Bruxelles devrait accorder au nucléaire et au gaz le label d’énergie de transition, à l’issue de négociations en faux-semblants avec Paris et Berlin, analyse Le Monde.


 

Le nucléaire pour combattre le changement climatique ?

« À l’heure où les Européens ont décidé d’atteindre la neutralité carbone en 2050 conformément à l’accord de Paris, où la dépendance au gaz russe inquiète de plus en plus, et où les prix de l’énergie flambent, il s’agit là d’un enjeu crucial », affirme le quotidien du soir français.

La conjonction de la flambée des prix de l’énergie et de l’impératif de réduire les émissions propulse le nucléaire sur le devant de la scène, pas seulement en France. Pour Business Insider Polska, le compromis qui se dessine sur la classification européenne des différentes énergies est un pas important pour les investissements privés dans le nucléaire.

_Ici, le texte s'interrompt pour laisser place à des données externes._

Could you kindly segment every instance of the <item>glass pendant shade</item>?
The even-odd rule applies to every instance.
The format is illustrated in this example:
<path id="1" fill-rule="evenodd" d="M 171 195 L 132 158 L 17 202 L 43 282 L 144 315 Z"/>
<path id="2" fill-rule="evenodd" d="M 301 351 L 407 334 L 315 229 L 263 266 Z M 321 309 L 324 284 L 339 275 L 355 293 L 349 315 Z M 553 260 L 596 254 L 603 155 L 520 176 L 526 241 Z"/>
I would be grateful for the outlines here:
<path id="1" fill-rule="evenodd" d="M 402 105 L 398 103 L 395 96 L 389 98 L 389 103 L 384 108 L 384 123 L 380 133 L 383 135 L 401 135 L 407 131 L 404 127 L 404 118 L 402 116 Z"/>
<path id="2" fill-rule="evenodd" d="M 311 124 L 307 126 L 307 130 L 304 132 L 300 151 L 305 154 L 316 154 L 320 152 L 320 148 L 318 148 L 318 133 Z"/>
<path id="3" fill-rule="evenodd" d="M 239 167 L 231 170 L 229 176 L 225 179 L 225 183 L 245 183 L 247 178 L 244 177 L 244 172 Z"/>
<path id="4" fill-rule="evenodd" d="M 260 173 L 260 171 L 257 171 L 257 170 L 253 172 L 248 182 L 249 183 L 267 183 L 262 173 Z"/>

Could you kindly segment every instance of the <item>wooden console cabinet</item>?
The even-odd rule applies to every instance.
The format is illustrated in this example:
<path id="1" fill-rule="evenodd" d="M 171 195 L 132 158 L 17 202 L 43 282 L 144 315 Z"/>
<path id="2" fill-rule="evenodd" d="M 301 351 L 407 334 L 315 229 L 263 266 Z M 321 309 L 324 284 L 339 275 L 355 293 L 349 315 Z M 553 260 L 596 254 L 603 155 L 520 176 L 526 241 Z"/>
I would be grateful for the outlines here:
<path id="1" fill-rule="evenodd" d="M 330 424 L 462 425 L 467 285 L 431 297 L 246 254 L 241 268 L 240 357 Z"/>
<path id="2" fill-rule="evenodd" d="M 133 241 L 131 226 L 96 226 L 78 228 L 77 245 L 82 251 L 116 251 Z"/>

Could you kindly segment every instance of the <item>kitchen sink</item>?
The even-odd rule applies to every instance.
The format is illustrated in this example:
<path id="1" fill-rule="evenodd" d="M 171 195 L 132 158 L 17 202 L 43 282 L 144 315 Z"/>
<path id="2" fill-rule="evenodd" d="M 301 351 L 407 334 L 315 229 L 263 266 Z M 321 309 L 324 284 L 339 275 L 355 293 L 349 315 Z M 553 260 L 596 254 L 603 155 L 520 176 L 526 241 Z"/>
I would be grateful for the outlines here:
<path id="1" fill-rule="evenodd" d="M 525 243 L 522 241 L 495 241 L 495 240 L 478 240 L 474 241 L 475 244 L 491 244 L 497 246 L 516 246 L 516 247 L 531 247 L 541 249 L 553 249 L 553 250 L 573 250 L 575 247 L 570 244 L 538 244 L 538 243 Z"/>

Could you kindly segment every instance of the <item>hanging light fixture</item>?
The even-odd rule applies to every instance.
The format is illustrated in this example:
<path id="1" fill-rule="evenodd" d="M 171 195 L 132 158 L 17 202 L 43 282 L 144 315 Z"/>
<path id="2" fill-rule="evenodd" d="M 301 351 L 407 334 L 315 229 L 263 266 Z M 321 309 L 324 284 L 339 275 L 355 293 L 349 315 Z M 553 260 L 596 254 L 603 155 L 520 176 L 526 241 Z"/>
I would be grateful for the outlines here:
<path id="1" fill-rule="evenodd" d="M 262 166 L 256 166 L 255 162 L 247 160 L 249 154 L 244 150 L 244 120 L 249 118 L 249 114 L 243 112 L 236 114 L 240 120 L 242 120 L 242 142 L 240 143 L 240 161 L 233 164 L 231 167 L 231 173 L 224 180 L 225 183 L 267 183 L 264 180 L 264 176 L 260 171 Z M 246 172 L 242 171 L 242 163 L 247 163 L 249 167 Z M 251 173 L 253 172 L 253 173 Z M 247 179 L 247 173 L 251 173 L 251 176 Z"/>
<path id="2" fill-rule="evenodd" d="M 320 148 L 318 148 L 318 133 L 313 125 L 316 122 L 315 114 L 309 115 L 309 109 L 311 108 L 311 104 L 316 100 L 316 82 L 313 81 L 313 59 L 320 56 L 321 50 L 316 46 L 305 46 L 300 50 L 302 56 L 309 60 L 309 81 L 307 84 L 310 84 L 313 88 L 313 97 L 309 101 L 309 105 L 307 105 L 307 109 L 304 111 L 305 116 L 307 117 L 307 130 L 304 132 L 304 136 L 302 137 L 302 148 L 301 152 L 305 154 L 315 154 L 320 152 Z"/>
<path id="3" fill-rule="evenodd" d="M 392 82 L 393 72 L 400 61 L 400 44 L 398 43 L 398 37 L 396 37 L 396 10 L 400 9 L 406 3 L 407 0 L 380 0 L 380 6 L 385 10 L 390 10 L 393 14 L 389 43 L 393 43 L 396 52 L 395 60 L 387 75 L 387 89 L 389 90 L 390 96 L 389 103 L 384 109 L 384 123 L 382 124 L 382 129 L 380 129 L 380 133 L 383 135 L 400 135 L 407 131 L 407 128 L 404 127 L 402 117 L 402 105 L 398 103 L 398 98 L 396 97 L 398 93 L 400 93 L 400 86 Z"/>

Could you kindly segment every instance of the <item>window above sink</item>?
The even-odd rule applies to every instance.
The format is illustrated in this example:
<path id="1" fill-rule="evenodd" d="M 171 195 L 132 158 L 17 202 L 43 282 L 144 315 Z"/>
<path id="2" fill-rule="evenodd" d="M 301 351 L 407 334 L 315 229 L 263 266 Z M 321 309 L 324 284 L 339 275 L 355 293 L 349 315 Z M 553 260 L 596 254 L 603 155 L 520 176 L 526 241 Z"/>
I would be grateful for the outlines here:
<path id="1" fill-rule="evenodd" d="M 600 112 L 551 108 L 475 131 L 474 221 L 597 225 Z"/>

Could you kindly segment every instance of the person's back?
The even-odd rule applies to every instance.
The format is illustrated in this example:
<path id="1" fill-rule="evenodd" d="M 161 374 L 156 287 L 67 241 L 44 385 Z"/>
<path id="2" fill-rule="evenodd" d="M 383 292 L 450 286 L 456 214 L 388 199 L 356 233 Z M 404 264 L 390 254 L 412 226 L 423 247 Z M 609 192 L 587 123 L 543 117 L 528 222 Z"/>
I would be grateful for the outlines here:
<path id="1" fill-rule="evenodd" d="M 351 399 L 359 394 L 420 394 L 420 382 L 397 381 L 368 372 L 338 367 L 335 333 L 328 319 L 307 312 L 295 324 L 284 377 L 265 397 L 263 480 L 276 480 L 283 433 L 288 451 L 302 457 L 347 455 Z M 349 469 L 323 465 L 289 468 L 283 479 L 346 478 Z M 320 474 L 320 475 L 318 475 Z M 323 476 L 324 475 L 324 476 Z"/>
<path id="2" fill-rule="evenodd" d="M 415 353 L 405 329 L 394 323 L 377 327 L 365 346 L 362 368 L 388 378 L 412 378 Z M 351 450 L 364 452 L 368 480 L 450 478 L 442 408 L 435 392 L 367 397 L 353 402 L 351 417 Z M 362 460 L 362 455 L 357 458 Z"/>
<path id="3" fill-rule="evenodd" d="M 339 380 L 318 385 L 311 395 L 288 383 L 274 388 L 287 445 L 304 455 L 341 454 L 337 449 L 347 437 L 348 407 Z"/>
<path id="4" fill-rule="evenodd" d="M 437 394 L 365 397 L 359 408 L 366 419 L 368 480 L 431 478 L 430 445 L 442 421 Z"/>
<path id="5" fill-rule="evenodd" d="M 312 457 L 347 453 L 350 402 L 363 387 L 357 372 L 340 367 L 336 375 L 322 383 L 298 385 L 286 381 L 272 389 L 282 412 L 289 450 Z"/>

Face à cette nouvelle donne, poussé par les lobbyistes des secteurs du nucléaire et du gaz qui veulent financer leurs futurs investissements, Bruxelles se demande si les centrales nucléaires peuvent être considérées comme des sources d’énergie durables.

« Les revendications des uns et des autres ne peuvent être satisfaites que partiellement si l’on veut se mettre d’accord sur un programme », affirme le journal libéral finnois Ilta-Sanomat, « selon des rapports qui ont fuité, la solution pourrait être un compromis qui considère le nucléaire et le gaz naturel comme des énergies écologiques. Un compromis qui édulcorerait les promesses écologiques de l’UE, puisque ces deux technologies ne sont pas aussi propres, et encore moins durables, que l’éolien ou le solaire ».

Pour la Deutschlandfunk1, la construction de centrales nucléaires ne saurait être une issue à la crise climatique : « Premièrement, parce qu’il faut agir très vite. Si l’on veut respecter les objectifs climatiques de l’accord de Paris, la sortie du charbon doit se faire d’ici 2030 dans les pays industrialisés, et peu de temps après dans les pays en développement. La construction de réacteurs nucléaires demande des années, voire, souvent, des décennies. Et les nouveaux réacteurs de petite taille, tels que ceux proposés par Bill Gates et Emmanuel Macron, n’existent pour l’heure qu’en théorie. Et d’ici à ce que le projet se concrétise, de l’eau passera sous les ponts. Deuxièmement, les centrales nucléaires sont bien trop chères. Elles ne peuvent concurrencer les éoliennes et le solaire que si elles sont énormément subventionnées. »

La militante environnementaliste Greta Thunberg a elle aussi fait part de sa consternation dans une lettre ouverte publiée par le site d’information européen Euractiv : « Alors que les militants pour le climat s’étaient battus pour s’assurer que [la labellisation] ouvrirait la voie à des vraies actions en faveur du climat, les “dirigeants” se sont mis en quatre pour qualifier les énergies nucléaire et fossile de “durables”, bien qu’elles ne soient ni vertes ni durables. Cela pourrait aboutir à un véritable cauchemar climatique », tonne la jeune Suédoise.

La Commission européenne devait finaliser sa proposition le 30 décembre afin de la soumettre (pour simple avis), comme le veut la procédure, à un groupe d’experts. Et, si tout se passe comme prévu, la Commission présentera son projet le 18 janvier.

Avec de fortes chances pour que les intérêts du secteur nucléaire soient préservés en dépit du bon sens et de l’avenir.